His team lost to Boston College. It lost at Nebraska. It lost to Minnesota. It only beat Kent State 32-10 and Temple by 13.
Penn State is 2-3, the winningest coach in college history is 76 and you can't walk into a breakfast joint from Altoona to Allentown without overhearing someone plotting to depose the legend.
Too old. Too stubborn. Too out of touch.
And we call coaches hypocrites?
You can't have it both ways. You can't blow a stack when Mike Price lets a hungry stripper spend the night, Dave Bliss defames a murdered player or Rick Neuheisel brazenly bets on basketball – and then say JoePa must go because he couldn't beat the Gophers.
You support, applaud and live with a guy who has done nothing but represent his school with class and conviction for 54 years. You don't stab him in the back and dream of bringing in the next slick young coach that supposedly can do it better.
Guess what: He can't and he won't.
Few have ever done it as well as Paterno. Not on the field, where his teams have won two national titles, enjoyed five perfect seasons and finished in the top 10 a ridiculous 20 times.
And not off of it, where he became the dignified, respectable public face of Pennsylvania State University, never ran into major NCAA trouble and coached 27 Academic All-Americans, including one (Joe Iorio, now of the Colts) just last year.
That's the same year Penn State went 9-3 in the regular season, never lost by more than a touchdown and played on New Year's Day for the 20th time under Paterno.
Fire JoePa? Run him out?
This is the root of the problem in college athletics. Boosters claim they want to win right, but in truth they just want to win.
No one seems to remember that Vince Lombardi coached in the NFL, not the NCAA. On campus winning can't be everything. Winning can't be the only thing.
Dump Paterno and what does it tell every other coach in the nation?
If JoePa can get this kind of heat for starting 2-3, if all those diplomas he helped deliver to dilapidated neighborhoods, if all those boys he turned into men, if all that doing-it-the-right-way means nothing in State College, then what will they do to me?
Most college coaches are, deep down, good people who would like to follow the rules. But once the cheating and carousing starts, once the ante gets upped, they fight for survival.
You cut the corners because it delivers victories because if you can't deliver victories, well, just look at Joe Paterno.
There is no question that this is not Paterno's best team. This is not 1982 or 1986. This isn't even 1999.
But Penn State isn't getting blown out, like Nebraska did a year ago. It isn't facing a two- or three-win season, like Notre Dame is.

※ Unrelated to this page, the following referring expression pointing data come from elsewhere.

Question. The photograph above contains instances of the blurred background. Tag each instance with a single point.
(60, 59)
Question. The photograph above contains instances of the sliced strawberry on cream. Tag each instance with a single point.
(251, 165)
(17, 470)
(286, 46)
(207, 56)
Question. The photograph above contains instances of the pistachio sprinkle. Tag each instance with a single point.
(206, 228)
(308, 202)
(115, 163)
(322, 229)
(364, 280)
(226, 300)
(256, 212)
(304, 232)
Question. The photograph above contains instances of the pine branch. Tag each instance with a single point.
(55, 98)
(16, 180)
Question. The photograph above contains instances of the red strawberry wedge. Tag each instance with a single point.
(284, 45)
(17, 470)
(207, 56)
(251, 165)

It isn't losing to MAC teams, like everyone else.
And most of all it isn't Alabama, Arkansas, Cal, Colorado, Kentucky, Marshall, Maryland or Wisconsin, all of whom are on probation.

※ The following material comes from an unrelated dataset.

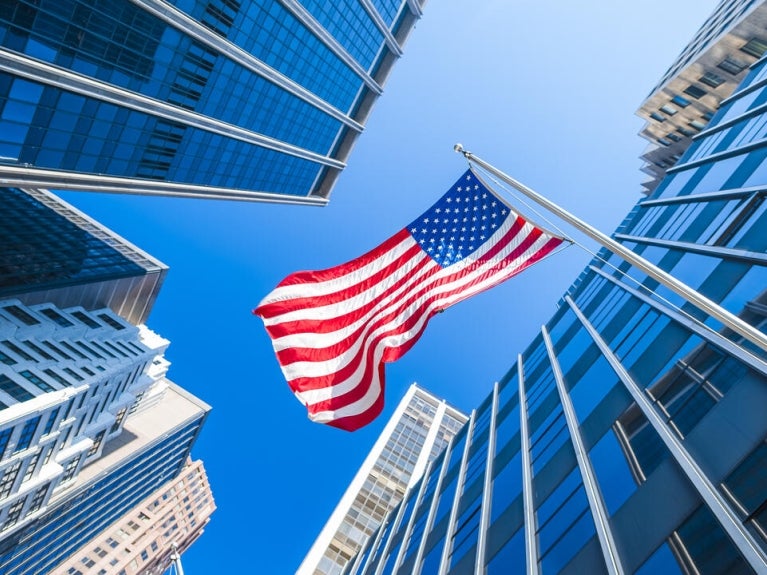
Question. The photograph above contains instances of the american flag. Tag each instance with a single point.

According to the NCAA, since 1966, Paterno's first season as head coach, Division I football programs have been found guilty of committing major infractions (the big stuff) 130 times.
That list includes 13 violations in the Big Ten. It includes Notre Dame, twice. It includes Florida State, twice. It includes current No. 1 Oklahoma three times.
It doesn't include Penn State once. That isn't to say Paterno is perfect or that he hasn't occasionally gambled on the wrong recruit. But 38 seasons and not a single, solitary letter of inquiry tells you about the principles of the program.
"The purpose of college football is to serve education, not the other way around," says Paterno. "Ten years from now I want [my players] to look back on college as a wonderful time of expanding themselves – not just four years of playing football."
When the 10-win seasons were rolling in, Penn State fans were quick to embrace that philosophy, proudly asserting that their school wasn't just some football factory playing fast and loose with the rules.
They believed that because of Joe Paterno they were better.
At 2-3, too many of them seem to have forgotten they still are.